= Robert Gagosian =

American oceanographer (born 1944)

Robert B. Gagosian (born September 17, 1944) is an American oceanographer. In 2016, he is acting president of the Desert Research Institute in Nevada. Gagosian served as president and CEO of the Consortium for Ocean Leadership in Washington, D.C., from 2007 to 2015, where he is currently president emeritus. Gagosian served as president and director of the Woods Hole Oceanographic Institution (WHOI) from 1994 to 2006, where he is currently president emeritus.

== Early life and education ==
Gagosian was born in Medford, Massachusetts to Ben and Anne Gagosian, and attended Medford High School. He received a bachelor's degree in chemistry from the Massachusetts Institute of Technology in 1966. He did his graduate work at Columbia University, where in 1970 he received a Ph.D. in organic chemistry.

== Career ==
Gagosian received a National Institutes of Health Postdoctoral Fellowship, completing research at the University of California at Berkeley between 1970 and 1972.

In 1972, Gagosian was named an assistant scientist at WHOI, where he held a number of positions. He worked as a marine geochemist, including five years as chairman of the chemistry department, six years as WHOI director of research and two as senior associate director, and was appointed director of WHOI, a position he served from 1994 until 2006.
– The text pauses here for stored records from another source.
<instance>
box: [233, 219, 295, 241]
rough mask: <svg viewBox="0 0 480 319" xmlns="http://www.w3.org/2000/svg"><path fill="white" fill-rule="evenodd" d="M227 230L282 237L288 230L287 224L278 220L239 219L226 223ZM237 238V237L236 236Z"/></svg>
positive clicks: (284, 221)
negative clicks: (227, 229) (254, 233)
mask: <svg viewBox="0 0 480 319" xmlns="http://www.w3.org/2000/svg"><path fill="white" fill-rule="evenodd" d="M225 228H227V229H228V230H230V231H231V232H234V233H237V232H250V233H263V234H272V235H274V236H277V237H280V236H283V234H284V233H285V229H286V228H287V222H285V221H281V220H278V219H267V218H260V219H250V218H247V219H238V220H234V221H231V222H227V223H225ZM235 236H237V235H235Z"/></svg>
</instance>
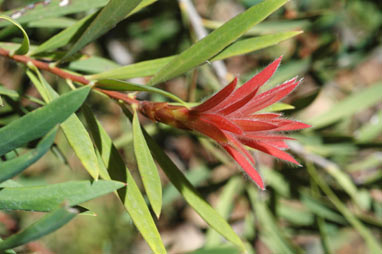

In 2006 and 2007, Gagosian served as the senior science advisor to the director of the Smithsonian National Museum of Natural History. In this capacity, he helped to develop the scientific content of the Sant Ocean Hall.

=== Scientific work ===
Gagosian studied organic substances produced by marine organisms and their transport and transformation as they dispersed through the water column to the seafloor. He participated in four field programs, including the Sea-Air Exchange Program, which he served as an executive committee member, and 14 oceanographic research voyages, including seven as chief scientist. He is the author or co-author of 85 scientific papers. He mentored five Ph.D. students and nine postdoctoral fellows.

Gagosian has been a visiting fellow the University of Otago, Dunedin, New Zealand and the Australian National University, as well as a visiting scholar at the Australian Institute of Marine Sciences and the University of Washington.

=== Professional activities ===
Gagosian has worked on many committees, including ones for the American Association for the Advancement of Science (AAAS), the Desert Research Institute, the National Science Foundation, the Moore Foundation's Marine Microbiology Initiative, the Maine Technology Institute Asset Fund, the Geochemical Society, and the Woods Hole Oceanographic Institution. He has been a member of the Joint Ocean Commission Initiative, Leadership Council since 2010.

He was a speaker at the India-U.S. Workshop on Science, Diplomacy and Policy in 2011 and at the Drager-Stiftung, Drager Foundation, EU-U.S. Conference Series on Sustainable Oceans in Hamburg, Germany, also in 2011. He also worked as associate editor of Geochimica et Cosmochimica Acta, was a faculty fellow of the World Economic Forum, and was a Doherty Lecturer in Ocean Policy at the University of Virginia School of Law.

Gagosian chaired the Oregon State University President's Commission on Ocean, Coastal, and Earth System Futures in 2007, and was a member of the U.S. National Commission for the United Nations Educational, Scientific, and Cultural Organization, the Science Advisory Panel of the U.S. Commission on Ocean Policy, the advisory board of the Hudson River Institute the NOAA Science Advisory Board, and several other committees concerned with oceanography.

Gagosian was co-chairman of the Partnership for Observation of the Global Oceans and vice chairman of the Council on Ocean Affairs.

== Awards and honors ==
Gagosian was presented with the Champion of the Ocean Award (2006) by Monmouth University. He was named a Fellow of the Explorers Club as well as of the American Academy of Arts & Sciences.

In 2000, Long Island University presented him with an honorary Doctor of Science degree and Northeastern University bestowed an honorary Doctor of Science degree.